ACE Online, or “Assessing the Classroom Environment,” allows students to complete course-evaluation forms on any computer or mobile device, as opposed to a printed course-evaluation form.
In addition to eliminating paper waste and expense, ACE Online is customizable, which makes changing questions easy for faculty. Its digital nature also provides immediate results that allow faculty to see how many students are responding in real time. The tool is forecast to save the university $350,000.
“Our faculty had long discussed what questions to ask and how the surveys were to be handled,” Hornbuckle says. “We had a protocol for who had access to the results and how and when the evaluations were to be administered, and ITS worked closely with us to make sure the new system would be consistent with the policies we had already agreed upon.”
Throughout the process, Hornbuckle says she worked closely with IT support consultant Aaron Elam to develop a questionnaire that was completely consistent with what engineering faculty had agreed would be on the evaluation.
After a pilot in spring 2015, the College of Engineering implemented the ACE Online tool for all faculty.
“It went really well. We learned a lot and used it again in our summer courses, and now we are in the process of helping faculty understand how to incentivize it, so there’s been a lot of discussion about best practices for encouraging students to complete the survey,” Hornbuckle says.
Annette Beck, director of Enterprise Instructional Technology and Evaluation and Exam Service for the ITS Office of Teaching, Learning, and Technology, says the tool provides the university with a reporting function that brings the whole institution together.

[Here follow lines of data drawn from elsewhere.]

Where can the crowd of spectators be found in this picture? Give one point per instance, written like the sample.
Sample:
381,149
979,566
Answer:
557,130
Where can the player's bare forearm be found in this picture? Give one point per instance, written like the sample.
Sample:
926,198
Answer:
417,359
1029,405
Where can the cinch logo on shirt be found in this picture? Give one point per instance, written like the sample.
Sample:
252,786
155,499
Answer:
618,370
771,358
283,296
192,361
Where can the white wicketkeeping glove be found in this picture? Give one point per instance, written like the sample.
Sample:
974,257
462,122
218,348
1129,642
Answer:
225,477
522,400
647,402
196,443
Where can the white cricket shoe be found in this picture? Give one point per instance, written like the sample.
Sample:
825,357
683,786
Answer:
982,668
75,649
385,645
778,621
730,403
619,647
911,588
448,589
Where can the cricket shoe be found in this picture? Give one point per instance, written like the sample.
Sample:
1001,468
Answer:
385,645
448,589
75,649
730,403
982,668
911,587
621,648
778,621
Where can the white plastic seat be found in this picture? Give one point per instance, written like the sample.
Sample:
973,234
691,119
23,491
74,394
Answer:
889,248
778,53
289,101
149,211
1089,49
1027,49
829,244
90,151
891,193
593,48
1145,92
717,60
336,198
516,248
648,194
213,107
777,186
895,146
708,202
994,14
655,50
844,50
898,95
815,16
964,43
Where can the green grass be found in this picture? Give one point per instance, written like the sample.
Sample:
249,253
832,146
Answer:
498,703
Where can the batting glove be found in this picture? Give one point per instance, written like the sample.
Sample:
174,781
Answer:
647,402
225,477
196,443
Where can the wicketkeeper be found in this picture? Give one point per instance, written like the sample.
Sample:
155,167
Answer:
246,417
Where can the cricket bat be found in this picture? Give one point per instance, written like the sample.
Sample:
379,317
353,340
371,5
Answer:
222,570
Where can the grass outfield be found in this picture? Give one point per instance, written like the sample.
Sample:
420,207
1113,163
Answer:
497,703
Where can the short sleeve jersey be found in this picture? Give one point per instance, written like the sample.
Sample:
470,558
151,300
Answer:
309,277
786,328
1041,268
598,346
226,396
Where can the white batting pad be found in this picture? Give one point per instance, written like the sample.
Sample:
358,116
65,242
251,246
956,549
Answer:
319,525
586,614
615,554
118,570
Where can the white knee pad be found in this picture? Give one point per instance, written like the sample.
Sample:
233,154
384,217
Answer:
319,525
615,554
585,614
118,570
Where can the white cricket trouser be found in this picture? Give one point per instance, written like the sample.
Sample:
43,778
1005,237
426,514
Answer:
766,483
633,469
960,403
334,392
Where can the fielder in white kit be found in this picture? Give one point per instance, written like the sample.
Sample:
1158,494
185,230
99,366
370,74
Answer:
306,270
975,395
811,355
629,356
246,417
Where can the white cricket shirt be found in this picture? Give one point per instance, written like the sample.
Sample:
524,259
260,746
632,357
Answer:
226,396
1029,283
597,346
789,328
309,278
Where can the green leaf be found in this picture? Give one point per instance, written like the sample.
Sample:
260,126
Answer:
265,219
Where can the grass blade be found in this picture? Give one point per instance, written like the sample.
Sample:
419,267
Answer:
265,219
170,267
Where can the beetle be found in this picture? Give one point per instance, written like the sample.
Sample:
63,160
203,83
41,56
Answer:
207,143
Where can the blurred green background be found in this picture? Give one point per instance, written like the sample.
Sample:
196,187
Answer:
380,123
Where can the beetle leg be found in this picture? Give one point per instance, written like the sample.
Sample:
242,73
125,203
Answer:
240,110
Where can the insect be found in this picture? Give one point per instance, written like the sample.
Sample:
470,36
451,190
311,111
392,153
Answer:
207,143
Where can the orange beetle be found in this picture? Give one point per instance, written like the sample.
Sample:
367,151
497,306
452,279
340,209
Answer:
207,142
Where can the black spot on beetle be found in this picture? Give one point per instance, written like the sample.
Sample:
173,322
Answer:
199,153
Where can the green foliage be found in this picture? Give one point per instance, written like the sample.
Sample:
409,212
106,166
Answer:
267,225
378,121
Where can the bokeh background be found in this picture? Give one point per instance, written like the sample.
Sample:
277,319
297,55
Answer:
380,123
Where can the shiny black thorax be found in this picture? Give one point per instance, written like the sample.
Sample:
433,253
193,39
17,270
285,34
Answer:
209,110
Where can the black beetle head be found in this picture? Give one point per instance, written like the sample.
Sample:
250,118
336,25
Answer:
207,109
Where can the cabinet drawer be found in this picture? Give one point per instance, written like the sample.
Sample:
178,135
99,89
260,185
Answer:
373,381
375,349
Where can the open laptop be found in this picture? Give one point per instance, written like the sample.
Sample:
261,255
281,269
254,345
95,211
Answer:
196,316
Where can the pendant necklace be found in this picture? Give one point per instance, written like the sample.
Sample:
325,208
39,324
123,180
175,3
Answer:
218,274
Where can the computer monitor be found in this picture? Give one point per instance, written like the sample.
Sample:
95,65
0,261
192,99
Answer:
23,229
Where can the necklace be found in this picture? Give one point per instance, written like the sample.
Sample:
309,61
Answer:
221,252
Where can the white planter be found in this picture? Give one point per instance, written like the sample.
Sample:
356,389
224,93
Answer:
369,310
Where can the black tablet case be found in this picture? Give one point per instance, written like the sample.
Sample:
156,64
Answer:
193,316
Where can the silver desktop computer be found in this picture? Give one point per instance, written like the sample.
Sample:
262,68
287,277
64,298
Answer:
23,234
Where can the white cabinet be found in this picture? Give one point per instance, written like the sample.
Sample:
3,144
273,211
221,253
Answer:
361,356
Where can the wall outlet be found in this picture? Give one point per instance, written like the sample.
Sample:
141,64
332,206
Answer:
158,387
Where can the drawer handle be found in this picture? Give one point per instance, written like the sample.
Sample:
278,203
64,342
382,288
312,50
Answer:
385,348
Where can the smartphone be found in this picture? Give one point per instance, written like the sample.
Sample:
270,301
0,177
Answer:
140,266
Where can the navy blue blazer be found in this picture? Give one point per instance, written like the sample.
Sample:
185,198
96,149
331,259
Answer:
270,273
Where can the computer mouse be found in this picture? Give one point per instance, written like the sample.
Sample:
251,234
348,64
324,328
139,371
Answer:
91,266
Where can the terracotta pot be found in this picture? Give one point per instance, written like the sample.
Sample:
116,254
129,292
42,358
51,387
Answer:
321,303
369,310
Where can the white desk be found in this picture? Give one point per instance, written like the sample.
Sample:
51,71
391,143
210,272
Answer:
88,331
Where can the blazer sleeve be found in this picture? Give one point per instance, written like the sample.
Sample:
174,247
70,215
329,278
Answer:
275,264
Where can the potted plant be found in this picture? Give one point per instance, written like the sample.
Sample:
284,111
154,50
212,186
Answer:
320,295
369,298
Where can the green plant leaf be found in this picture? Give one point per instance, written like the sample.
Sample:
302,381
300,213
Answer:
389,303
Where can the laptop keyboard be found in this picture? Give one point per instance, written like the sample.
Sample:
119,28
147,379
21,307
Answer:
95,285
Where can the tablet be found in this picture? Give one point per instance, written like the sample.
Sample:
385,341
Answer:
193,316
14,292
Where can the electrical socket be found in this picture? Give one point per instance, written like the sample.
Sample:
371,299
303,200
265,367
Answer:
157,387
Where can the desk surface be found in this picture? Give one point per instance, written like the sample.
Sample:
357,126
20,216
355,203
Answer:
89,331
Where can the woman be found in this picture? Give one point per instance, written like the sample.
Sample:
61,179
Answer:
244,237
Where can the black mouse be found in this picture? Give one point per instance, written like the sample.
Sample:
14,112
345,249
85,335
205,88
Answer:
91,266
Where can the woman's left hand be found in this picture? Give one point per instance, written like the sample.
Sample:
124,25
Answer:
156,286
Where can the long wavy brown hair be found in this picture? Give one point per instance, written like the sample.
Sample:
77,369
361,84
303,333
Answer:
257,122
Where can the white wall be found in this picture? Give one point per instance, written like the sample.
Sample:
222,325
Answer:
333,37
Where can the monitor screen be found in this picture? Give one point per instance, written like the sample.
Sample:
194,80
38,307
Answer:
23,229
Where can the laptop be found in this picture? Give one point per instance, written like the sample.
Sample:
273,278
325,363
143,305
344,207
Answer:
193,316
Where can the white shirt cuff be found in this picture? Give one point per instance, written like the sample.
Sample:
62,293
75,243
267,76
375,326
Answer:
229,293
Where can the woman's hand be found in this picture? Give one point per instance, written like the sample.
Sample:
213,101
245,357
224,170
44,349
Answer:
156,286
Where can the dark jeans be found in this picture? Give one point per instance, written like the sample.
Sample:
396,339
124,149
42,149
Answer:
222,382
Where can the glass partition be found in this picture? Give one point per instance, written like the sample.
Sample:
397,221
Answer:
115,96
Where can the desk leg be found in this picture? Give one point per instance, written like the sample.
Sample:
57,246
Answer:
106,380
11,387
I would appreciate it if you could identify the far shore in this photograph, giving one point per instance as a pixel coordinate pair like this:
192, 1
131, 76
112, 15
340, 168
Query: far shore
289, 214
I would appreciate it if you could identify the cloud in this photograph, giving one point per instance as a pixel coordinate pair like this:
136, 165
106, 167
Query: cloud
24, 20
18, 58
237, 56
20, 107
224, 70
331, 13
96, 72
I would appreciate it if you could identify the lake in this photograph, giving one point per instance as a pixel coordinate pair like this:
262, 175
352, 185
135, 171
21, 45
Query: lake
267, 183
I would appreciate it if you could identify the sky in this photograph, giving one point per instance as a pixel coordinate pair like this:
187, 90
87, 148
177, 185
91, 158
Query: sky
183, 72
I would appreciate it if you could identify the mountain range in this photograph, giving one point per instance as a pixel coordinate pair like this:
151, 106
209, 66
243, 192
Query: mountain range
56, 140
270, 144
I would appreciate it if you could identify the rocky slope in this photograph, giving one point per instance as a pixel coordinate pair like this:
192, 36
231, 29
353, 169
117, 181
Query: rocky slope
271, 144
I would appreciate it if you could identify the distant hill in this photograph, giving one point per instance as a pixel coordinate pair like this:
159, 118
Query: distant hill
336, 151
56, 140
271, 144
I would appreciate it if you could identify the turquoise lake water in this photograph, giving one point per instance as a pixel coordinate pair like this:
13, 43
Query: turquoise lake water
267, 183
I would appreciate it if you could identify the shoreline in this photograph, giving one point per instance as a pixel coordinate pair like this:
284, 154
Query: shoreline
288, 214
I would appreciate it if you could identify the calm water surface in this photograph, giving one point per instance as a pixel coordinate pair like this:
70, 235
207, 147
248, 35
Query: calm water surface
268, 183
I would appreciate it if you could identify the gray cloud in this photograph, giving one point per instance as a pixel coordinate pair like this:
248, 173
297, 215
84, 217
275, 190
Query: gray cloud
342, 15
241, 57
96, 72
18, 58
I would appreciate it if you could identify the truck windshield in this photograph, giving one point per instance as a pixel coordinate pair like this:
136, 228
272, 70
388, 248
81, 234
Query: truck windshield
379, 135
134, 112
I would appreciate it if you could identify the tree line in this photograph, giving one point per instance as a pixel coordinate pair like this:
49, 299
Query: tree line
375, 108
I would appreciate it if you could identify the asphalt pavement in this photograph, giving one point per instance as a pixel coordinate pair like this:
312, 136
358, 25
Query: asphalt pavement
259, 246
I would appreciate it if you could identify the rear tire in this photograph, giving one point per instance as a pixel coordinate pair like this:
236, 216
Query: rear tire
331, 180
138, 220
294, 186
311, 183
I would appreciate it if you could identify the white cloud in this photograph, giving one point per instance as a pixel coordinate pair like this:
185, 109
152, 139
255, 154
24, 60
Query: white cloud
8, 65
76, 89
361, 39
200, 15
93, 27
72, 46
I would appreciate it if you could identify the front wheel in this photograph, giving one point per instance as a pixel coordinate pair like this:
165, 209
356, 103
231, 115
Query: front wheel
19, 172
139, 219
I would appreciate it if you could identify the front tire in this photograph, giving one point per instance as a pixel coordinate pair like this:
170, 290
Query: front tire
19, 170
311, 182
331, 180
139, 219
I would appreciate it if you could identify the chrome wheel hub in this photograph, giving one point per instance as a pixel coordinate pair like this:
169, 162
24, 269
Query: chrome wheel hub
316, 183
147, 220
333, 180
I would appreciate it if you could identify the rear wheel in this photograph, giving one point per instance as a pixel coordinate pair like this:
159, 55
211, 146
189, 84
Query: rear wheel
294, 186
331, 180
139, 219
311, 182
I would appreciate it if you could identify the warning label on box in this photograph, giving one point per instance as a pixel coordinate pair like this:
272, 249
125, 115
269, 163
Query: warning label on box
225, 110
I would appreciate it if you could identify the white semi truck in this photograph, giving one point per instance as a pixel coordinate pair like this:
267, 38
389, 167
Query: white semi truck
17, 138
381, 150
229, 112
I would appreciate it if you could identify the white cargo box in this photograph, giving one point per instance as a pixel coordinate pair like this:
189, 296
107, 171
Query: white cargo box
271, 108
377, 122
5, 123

“The surveys and reporting features allow us to archive data and see trends over several years, so we can help faculty see where they’re doing well and where they need guidance,” says Beck, who also serves on the project team. “We couldn’t do this kind of analysis with our old system.”
Beck says almost all other colleges are moving to ACE Online by the end of the academic year. Most of the savings are in staff time in the colleges, which allows employees to work on things they didn’t have time to do before.
Overall, Hornbuckle says, the project has provided the College of Engineering with a product that better fits its needs.
“TIER allowed us to move from an old, antiquated product to a new method for online evaluation of our courses that’s higher quality and more responsive to the needs of our faculty and students.”